Deuxième difficulté : vision sceptique de la "connaissance des citoyens". Ce qui conduit à la prééminence de la légitimité du connaisseur ou expert. De ce cas, la "connaissance" mobilisable du citoyen est perdue. Les "connaissances d'usage", par exemple, qui enrichiraient les connaissances techniques des experts. Ou encore, le "bon sens", cette capacité à méditer sur des questions qui ne peuvent être résolues par le raisonnement scientifique.
Partie 5
Qui a écrit ces textes?
Pour finir, voici une brève biographie de Patrick Bachellerie, l'auteur de cette analyse.
Quelques années après l’application du traité de l’Union européenne, Patrick Bachellerie a réalisé un travail de réflexion, pour le ministre des Affaires étrangères du gouvernement espagnol, sur la coexistence dans les îles Baléares.
Il a été le Délégué en France de l'Organisation Internationale pour les Migrations, dépendant de l'ONU. Il était également le porte-parole du Médiateur en France, équivalent du Defensor del Pueblo en Espagne.

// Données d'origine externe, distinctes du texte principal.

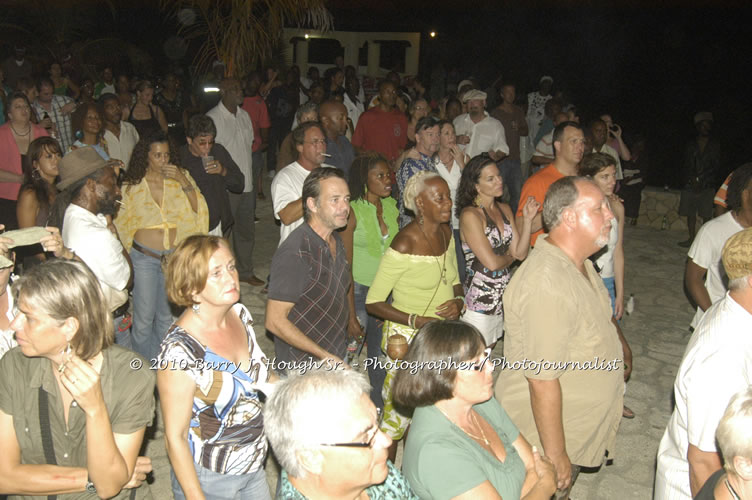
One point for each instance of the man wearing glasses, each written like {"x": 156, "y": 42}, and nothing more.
{"x": 338, "y": 452}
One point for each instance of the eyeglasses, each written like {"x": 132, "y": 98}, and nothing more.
{"x": 369, "y": 440}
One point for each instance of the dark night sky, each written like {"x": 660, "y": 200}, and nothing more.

Il a été enseignant à l'École des Hautes études commerciales (HEC), Secrétaire général du Groupe de Réflexions des anciens élèves de Polytechnique.
Dans le numéro 25 de la plateforme d'analyse "Politique internationale", en compagnie de textes des anciens présidents Jacques Chirac et Richard Nixon, ainsi que de Fernando Arrabal, Patrick Bachellerie a signé des réflexions qui continuent à faire références, aujourd'hui, sous la titre "immigrés et réfugiés, la responsabilité de l'Occident."

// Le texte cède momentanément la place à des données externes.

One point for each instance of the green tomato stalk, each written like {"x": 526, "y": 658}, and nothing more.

Enfin, dans son livre “Les Icônes de l’instant », il observe le comportement de certaines institutions politiques et administratives, dont les pratiques féodales heurtent, insidieusement, la démocratie.
Pour plus d'informations biographiques sur Patrick Bachellerie, vous pouvez consulter la bibliothèque du Diario de d'Ibiza, du quotidien national ABC et l'Encyclopedia de Ibiza i Formentera.